A series of scholars have since discussed possible similarities with Mithraic reliefs in medieval Romanesque art. Vermaseren (1963) stated that the only certain example of such influence was an image of Elijah drawn up to heaven in a chariot drawn by fiery horses. Deman (1971) claimed that a similarity of image does not tell us whether this implies an ideological influence, or merely a tradition of craftmanship. He then gave a list of medieval reliefs that parallel Mithraic images, but refused to draw conclusions from such parallels, despite volunteering this evidence.

===Mithraea re-used in Christian worship===
Several of the best preserved Mithraea, especially those in Rome such as at San Clemente and Santa Prisca, are now to be found underneath Christian churches. It has been suggested that these instances might indicate a tendency for Christians to adopt Mithraea for Christian worship, in a similar manner to the undoubted conversion into churches of temples and shrines of civic paganism, such as the Pantheon.
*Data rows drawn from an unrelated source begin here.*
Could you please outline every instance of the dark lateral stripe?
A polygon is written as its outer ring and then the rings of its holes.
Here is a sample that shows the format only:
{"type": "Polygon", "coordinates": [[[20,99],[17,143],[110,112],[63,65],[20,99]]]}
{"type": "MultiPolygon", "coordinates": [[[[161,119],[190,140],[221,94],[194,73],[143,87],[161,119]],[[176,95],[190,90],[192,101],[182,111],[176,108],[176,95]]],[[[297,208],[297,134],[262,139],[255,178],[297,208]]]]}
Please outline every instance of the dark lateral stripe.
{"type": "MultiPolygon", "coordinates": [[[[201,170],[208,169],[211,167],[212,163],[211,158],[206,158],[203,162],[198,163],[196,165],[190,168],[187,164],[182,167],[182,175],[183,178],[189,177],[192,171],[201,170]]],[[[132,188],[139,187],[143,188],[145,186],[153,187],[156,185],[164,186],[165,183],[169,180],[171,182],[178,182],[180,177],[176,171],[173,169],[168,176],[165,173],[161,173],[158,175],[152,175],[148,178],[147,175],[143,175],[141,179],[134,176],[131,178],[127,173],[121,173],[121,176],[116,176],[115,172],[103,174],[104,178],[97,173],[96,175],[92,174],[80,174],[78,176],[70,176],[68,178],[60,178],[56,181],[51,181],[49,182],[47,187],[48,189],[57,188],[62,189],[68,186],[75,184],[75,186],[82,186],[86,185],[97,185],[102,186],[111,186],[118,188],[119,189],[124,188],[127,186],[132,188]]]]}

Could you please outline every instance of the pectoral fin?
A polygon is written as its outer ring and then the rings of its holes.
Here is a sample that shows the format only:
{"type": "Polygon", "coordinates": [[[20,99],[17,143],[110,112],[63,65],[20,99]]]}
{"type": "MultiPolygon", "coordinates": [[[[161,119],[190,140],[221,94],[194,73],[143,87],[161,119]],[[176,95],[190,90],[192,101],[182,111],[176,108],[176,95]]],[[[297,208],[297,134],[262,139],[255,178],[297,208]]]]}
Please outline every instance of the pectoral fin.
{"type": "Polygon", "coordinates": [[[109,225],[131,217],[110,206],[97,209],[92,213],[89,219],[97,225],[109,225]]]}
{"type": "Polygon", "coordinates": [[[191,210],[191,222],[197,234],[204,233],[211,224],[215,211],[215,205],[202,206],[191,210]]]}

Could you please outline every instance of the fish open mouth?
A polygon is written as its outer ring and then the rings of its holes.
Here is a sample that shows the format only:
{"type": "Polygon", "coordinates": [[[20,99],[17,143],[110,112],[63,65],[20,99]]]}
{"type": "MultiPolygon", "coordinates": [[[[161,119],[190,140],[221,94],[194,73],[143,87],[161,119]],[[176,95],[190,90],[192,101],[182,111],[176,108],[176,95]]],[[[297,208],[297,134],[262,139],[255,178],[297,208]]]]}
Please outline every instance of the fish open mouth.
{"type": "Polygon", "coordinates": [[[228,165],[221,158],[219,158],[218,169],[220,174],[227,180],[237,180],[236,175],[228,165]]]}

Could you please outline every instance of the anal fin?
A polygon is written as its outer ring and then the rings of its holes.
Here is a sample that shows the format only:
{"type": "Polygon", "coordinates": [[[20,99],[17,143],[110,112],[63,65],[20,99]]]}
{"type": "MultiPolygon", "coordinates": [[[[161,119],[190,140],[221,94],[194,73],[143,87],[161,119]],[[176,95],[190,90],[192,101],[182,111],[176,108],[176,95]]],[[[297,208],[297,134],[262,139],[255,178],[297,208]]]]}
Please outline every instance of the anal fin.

However, in these Roman instances, the Mithraeum appears to have been filled with rubble prior to the erection of a church over the top; and hence they cannot be considered demonstrable examples of deliberate re-use. A study of early Christian churches in Britain concluded that, if anything, the evidence there suggested a tendency to avoid locating churches on the sites of former Mithraea.

On the other hand, there is at least one known example of a Mithraic carved relief being re-used on a Christian church, in the early 11th-century tower added to the church of St Peter at Gowts in Lincoln, England. A much-weathered Mithraic lion-headed figure carrying keys (presumably from a ruined Mithraeum in Roman Lincoln) was incorporated into the church tower, apparently in the mistaken belief that it was an ancient representation of the Apostle Peter. Elsewhere, as in one of the Mithraea in Doliche, there are instances where the tauroctony of a cave Mithraeum has been replaced by a cross, which suggests later use as a church; but again the date of re-use cannot be determined, and hence it is by no means certain how far the Christian occupiers were aware of their cave's Mithraic past.